It depends on what you mean by "elementary gates". Using only Pauli gates (that is, using only $X$, $Y$ and $Z$ gates), you cannot build a controlled $Z$ gate. One way to prove it is simply to show that the controlled $Z$ gate cannot be written as $A\otimes B$, with $A$ and $B$ being unitary matrices.

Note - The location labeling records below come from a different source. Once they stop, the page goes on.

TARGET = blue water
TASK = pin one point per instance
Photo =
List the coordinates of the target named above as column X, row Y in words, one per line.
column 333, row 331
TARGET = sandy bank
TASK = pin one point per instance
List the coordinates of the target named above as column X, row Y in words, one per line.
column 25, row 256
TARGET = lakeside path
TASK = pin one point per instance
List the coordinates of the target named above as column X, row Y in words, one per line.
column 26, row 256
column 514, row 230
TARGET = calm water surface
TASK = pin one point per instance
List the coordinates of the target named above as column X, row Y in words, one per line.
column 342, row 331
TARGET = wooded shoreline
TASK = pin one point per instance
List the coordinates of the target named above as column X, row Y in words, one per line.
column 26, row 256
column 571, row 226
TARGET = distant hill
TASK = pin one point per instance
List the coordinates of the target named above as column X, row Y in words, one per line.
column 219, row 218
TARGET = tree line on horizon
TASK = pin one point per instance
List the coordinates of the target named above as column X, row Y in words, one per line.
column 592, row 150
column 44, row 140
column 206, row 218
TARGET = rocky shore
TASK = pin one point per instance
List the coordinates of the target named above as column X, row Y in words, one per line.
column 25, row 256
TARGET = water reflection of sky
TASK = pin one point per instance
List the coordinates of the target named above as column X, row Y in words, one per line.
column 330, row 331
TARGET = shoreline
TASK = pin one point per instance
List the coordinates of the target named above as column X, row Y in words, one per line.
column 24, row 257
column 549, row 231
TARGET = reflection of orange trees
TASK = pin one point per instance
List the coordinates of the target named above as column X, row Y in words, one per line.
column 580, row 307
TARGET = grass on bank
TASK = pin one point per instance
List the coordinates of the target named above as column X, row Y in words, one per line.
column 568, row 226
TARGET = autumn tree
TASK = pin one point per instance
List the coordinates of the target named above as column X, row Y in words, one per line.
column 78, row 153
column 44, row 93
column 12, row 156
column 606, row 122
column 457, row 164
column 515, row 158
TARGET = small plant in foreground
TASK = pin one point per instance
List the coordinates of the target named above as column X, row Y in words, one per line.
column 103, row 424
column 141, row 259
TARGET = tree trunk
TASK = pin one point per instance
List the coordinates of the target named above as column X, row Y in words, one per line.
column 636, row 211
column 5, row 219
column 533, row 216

However, if we allow ourselves to use gates from the Clifford group, it is easy to build a controlled $Z$ gate using $I\otimes H$ gates and a CNOT gate:
$$\begin{align}(I\otimes H)\mathsf{C}X(I\otimes H) &= \frac12\begin{pmatrix}1&1&0&0\\1&-1&0&0\\0&0&1&1\\0&0&1&-1\end{pmatrix}\begin{pmatrix}1&0&0&0\\0&1&0&0\\0&0&0&1\\0&0&1&0\end{pmatrix}\begin{pmatrix}1&1&0&0\\1&-1&0&0\\0&0&1&1\\0&0&1&-1\end{pmatrix}\\&=\frac12\begin{pmatrix}1&1&0&0\\1&-1&0&0\\0&0&1&1\\0&0&-1&1\end{pmatrix}\begin{pmatrix}1&1&0&0\\1&-1&0&0\\0&0&1&1\\0&0&1&-1\end{pmatrix}\\&=\begin{pmatrix}1&0&0&0\\0&1&0&0\\0&0&1&0\\0&0&0&-1\end{pmatrix}\end{align}$$
Note that the circuit we are building is a CNOT applied on the second qubit, controlled by the first one, and surrounded by two $H$ gates on the second qubit.
It is however way easier to reason on the basis states. A common relation that may be useful to know is $HXH=Z$. Thus, if the first qubit is in state $|0\rangle$, we apply on the second qubit $HH=I$, but if the first qubit is in state $|1\rangle$, we apply $HXH=Z$, which is the behavior of a controlled-$Z$ gate.